Local Streaming Latency

SB07 · June 16, 2026, 5:31pm

Hi,

I’m working with two ZED X One cameras on a ZED Box (Orin NX, SDK 5.3, JetPack 6). I’m setting up live streaming and testing locally over loopback first: one process opens both cameras and enables streaming (one stream per camera on separate ports), and a second process receives both streams and processes the frames.

I’m measuring ~150ms end-to-end latency (capture timestamp to frame available on the receiver), and I broke it down by pipeline stage to find where the time goes:

Grab only (capture → grab, on the box): ~23ms @ SVGA/60fps, ~39ms @ 30fps
Grab + stream + receive (capture → received on the other process): ~110ms @ 60fps, ~160ms @ 30fps
Full pipeline incl. frame matching: ~125ms @ 60fps, ~167ms @ 30fps

So the streaming step itself (encode + transport + decode) adds ~85-120ms, which is the dominant cost. Grabbing and matching are minor.

My streaming params: H264, bitrate 4000, gop_size 0, chunk_size 1200.

A few questions:

Since both encode (2 streams) and decode (2 streams) are running on the same Jetson over loopback, could the shared NVENC/NVDEC be inflating this?

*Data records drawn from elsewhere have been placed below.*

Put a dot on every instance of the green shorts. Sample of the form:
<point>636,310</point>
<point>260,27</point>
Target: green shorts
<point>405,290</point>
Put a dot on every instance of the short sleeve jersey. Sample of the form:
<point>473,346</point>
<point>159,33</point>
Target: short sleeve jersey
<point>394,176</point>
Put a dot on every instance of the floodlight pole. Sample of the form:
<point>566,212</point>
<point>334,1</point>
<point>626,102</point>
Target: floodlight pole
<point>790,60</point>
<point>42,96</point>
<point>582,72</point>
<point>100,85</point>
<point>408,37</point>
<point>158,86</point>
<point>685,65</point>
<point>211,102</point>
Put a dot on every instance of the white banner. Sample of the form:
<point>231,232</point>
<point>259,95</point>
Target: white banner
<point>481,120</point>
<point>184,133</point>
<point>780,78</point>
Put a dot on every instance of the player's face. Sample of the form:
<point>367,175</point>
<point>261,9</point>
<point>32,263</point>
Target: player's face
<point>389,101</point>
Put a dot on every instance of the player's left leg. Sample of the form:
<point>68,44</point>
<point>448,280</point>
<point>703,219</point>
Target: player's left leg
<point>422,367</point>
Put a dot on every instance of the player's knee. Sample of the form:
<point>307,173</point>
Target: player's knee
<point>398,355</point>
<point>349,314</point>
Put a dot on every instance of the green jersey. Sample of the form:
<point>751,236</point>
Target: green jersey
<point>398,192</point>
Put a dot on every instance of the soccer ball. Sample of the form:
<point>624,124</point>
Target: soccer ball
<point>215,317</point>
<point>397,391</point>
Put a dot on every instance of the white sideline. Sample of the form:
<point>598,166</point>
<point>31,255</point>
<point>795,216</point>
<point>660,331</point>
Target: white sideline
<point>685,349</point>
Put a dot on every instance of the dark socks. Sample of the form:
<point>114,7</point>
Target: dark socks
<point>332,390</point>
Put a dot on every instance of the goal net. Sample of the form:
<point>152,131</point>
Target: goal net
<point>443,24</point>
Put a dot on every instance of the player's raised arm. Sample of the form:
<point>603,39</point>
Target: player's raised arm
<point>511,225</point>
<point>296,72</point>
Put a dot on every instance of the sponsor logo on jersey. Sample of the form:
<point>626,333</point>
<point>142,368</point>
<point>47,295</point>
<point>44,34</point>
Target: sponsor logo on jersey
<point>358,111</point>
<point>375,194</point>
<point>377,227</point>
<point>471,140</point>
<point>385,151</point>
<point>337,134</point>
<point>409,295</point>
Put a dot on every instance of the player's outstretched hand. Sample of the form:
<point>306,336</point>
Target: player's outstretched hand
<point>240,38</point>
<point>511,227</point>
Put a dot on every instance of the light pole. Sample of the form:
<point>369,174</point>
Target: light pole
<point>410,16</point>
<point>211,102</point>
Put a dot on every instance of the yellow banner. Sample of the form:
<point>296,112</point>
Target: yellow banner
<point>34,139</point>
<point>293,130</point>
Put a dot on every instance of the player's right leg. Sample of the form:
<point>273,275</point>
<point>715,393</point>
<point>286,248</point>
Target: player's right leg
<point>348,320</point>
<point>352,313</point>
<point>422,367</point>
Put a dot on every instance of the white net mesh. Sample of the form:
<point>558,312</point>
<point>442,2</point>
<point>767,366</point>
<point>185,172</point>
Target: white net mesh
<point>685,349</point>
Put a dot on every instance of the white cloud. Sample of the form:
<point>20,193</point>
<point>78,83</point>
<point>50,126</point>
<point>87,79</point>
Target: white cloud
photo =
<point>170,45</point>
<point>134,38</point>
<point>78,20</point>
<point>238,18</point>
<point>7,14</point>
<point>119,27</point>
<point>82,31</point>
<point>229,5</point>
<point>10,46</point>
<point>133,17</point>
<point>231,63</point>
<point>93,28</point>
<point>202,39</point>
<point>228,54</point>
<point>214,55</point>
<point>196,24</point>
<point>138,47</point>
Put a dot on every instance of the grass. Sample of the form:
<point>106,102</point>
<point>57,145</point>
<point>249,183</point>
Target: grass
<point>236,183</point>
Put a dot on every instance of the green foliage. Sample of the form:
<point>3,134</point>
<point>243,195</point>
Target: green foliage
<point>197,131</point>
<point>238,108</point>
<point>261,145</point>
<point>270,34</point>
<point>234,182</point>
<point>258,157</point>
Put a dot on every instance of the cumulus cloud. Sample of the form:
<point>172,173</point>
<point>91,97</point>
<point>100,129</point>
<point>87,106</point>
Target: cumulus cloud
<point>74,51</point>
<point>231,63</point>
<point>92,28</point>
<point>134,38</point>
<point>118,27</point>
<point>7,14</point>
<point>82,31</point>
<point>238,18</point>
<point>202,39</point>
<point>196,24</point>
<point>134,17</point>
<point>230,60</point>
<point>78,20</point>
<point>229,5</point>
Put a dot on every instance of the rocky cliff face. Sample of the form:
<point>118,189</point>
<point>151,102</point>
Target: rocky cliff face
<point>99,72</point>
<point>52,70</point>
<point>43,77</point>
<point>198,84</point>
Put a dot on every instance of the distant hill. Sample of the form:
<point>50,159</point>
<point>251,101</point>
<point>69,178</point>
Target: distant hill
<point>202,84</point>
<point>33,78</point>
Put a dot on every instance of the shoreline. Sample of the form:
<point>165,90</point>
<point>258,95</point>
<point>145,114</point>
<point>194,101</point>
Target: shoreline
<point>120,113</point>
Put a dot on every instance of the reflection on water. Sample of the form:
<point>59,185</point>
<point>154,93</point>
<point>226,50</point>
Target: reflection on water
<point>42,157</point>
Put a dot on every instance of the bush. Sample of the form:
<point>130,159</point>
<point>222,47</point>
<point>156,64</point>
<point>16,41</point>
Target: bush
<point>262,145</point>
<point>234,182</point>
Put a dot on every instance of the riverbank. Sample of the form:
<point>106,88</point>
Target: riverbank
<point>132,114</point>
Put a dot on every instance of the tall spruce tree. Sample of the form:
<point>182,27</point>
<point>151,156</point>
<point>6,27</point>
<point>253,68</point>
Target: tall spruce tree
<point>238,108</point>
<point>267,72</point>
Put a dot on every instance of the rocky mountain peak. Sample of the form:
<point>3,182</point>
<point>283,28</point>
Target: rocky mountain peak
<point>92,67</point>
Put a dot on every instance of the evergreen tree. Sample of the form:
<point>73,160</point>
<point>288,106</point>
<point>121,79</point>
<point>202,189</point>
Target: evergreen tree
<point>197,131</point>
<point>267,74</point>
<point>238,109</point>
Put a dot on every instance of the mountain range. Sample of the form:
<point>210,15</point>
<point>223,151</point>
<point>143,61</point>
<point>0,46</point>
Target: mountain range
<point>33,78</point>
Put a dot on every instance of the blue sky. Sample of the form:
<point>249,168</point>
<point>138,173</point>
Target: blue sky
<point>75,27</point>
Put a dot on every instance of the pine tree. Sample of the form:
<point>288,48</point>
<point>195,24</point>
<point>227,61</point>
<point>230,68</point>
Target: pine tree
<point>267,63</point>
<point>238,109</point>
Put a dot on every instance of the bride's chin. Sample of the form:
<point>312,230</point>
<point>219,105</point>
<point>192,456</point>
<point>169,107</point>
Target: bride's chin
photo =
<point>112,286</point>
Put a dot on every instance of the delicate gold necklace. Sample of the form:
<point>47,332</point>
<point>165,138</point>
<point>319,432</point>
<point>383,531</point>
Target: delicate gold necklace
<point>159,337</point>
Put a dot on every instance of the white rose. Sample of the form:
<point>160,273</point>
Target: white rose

I saw NVENC/NVDEC utilization around 50-70% in tegrastats (not saturated), with the engines bursting/idling rather than maxed.
Are there StreamingParameters settings you’d recommend tuning to reduce the encode/decode latency specifically?
Would you expect the latency to drop meaningfully when I move decode to a separate machine over real ethernet?

Myzhar · June 17, 2026, 1:05pm

Hi @SB07
Welcome to the StereoLabs community.

Thanks for the detailed breakdown; the stage-by-stage measurements make this much easier to reason about.

A few points on what you are seeing:

1. Shared NVENC/NVDEC on the same Jetson

Yes, running 2 encoders and 2 decoders on the same Orin NX over loopback is very likely the main contributor. The engines bursting/idling at 50-70% rather than saturating is typical of latency-bound (not throughput-bound) load: the issue is serialization and scheduling between the four sessions sharing the same hardware engines, plus the queuing introduced by the encoder, not raw engine capacity. The decode side competing with encode on the same box adds round-trip queuing on top of that.

2. StreamingParameters tuning

A few things worth trying:

gop_size: with 0 the SDK uses its default GOP. For low latency, set an explicit short GOP (or all-intra style behavior) so the decoder does not wait on reference frames; this reduces decode-side buffering.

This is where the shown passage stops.